La coima del cabo Ortega
Otro día de calor en la autopista. El verano venía muy pesado. Las cosas
iban algo mejor que un tiempo atrás, pero la gente del chárter acusaba el
cansancio de los viajes y, sobre todo, de las trabas para avanzar con el
vehículo. Por más que se empeñaban, siempre aparecía alguna para detenerlos,
para hacerlos ir por la colectora, para que llegaran tarde a sus obligaciones.
“¡Es la tercera vez que nos paran esta semana!”, gritó,
indignado, Héctor al ver a la patrulla interceptando el paso de la camioneta en
la autopista.
“¿Qué me van a
pedir ahora? Ya jodieron con las balizas, con el botiquín y con las luces. ¿Qué
van a querer hoy, si ya nos conocen y saben que somos truchos, a
pesar nuestro? Ya les expliqué, les aclaré, los adorné. ¿Hoy de
nuevo?”
Sobre la camioneta todos empezaban a alterarse. Berna, pensando en la
patrona; Gonzalo, en que llegaba tarde a Tribunales. El único que parecía en
otro mundo, aunque en realidad estaba rabiando al ver a Flavia y al abogado,
enfrascados en una conversación en voz bajísima, era Miguel, que matizaba sus
celos con las conjeturas acerca de la reacción de Clara ante su carta.
Héctor comenzó a rascarse la oreja como buscando petróleo mientras frenaba
casi encima del coche policial.
“Buenos días,
señor”, dijo
el cabo Ortega, para escuchar como devolución un “buenas” seco como los pastos que crecían en la
ruta al calor de febrero.
“Documentos”…y el chofer
sacó de la guantera una bolsita de nylon sobada y resobada para justificar que
el vehículo era suyo, por lo menos.
-Usted sabe que no puede transportar pasajeros todos los días. ¿Verdad?
¿Usted sabe que este coche está trabajando en forma ilegal?
-Pero, jefe, tratamos de blanquear el charter y no pudimos,
¿Qué quiere que haga? ¿Qué me muera de hambre? Justo cuando teníamos los
papeles casi listos Salió la orden que nos cagó. La gente necesita
ir a la Capital, no le hago mal a nadie. La Río de la Plata no anda más. Los
trenes son un asco. Por lo menos así esta gente llega a destino y está
tranquila para volver también. Esta semana ya les dimos para el hogar policial…
-¿Hogar policial? ¿Y el mío? ¿Sabés, negro, los problemas que tengo yo en
el mío? Con lo que gano en la cana me alcanza para la comida y a gatas…A la noche
custodio una fábrica de galletitas, pero igual no alcanza…está difícil.

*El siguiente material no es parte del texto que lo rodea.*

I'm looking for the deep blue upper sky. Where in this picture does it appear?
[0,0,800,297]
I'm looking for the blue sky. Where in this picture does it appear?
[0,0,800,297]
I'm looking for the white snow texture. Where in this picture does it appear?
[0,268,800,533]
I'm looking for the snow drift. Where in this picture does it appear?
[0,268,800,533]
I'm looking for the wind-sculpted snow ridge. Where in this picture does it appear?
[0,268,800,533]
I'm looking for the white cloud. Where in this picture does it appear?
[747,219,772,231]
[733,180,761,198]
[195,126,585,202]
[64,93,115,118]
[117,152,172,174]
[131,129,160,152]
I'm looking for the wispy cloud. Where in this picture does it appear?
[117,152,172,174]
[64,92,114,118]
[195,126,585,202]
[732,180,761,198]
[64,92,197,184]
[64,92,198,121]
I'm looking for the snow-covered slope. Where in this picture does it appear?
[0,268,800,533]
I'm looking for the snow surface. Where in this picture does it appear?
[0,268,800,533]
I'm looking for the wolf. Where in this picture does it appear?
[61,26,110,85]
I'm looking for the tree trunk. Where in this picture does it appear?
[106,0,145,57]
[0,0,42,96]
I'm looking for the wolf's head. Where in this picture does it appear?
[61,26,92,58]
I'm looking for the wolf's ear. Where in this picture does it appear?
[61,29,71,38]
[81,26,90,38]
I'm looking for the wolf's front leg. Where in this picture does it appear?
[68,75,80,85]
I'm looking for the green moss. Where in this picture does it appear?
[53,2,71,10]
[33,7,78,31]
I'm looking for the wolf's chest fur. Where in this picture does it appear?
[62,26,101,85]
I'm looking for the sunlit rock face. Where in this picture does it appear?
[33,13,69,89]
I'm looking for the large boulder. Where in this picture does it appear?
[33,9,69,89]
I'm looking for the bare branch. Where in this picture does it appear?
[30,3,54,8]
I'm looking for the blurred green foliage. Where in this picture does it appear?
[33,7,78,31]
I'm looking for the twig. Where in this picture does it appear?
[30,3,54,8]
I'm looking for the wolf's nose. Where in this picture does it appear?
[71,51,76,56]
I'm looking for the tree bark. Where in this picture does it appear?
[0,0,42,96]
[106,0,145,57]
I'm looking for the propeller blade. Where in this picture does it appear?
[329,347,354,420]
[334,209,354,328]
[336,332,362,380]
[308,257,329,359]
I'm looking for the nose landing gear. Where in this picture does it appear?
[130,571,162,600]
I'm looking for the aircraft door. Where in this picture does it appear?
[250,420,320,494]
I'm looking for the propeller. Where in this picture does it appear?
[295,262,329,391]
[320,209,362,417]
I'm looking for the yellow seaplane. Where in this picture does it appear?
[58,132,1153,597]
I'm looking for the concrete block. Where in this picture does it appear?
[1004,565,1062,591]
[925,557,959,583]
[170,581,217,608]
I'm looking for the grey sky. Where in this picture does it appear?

-Para nosotros también, viejo y ustedes no dejan de manguear*.
-Bueno, pero entre todos…no será tanto.
Flavia había dejado al abogado con la palabra en la boca, y, portando
busto, descendió de la camioneta para ser desnudada por los ojos del
coimero.
“Mire, doña,
vuelva a subir que acá no tiene nada que hacer”, le dijo el policía, incómodo.
La uruguaya avanzó hasta quedar a pocos centímetros del pecho del hombre haciéndolo retroceder. “Por
favor, “oficial””, le dijo. “Esta semana
perdónenos la vida. Es casi fin de mes y estamos tan pobres como ustedes”, agregó la
rubia, acompañando el ruego con un abanico de pestañas en vaivén.
“Señorita, no se
trata de pobreza, es que ustedes están viajando en un auto fuera de la ley, y
yo soy la ley acá.”
“Bueno, “oficial”, pero si le
prometemos que la semana que viene juntamos algo para usted, ¿no nos deja seguir?”, volvió a la carga la uruguaya.
Los de arriba del chárter, al ver que el policía comenzaba a derretirse en
parte entre las rodillas de la rubia, iniciaron a su vez el aguante casi casi
futbolero: “¡Qué nos
largue! Que nos largue!”,
gritaban a coro.
La vieja comenzaba a cambiar de color como si estuviera en Hiroshima
mientras hacía girar el rosario a velocidades vertiginosas.
Al policía se le erizaron los pelos debajo de la visera, y bajó las cejas
en una señal que fue interpretada por todos como una claudicación.
Fernando le gritó a Héctor: “Dale, subí de
una vez y la semana que viene vemos” Y la uruguaya aprovechó para treparse a la
camioneta mientras el policía se consolaba en la contemplación de sus glúteos
redonditos y sus muslos torneados.
Esta vez, la astucia, la lascivia y la unión de todos habían triunfado por
sobre las ganas de coimear del cabo Ortega.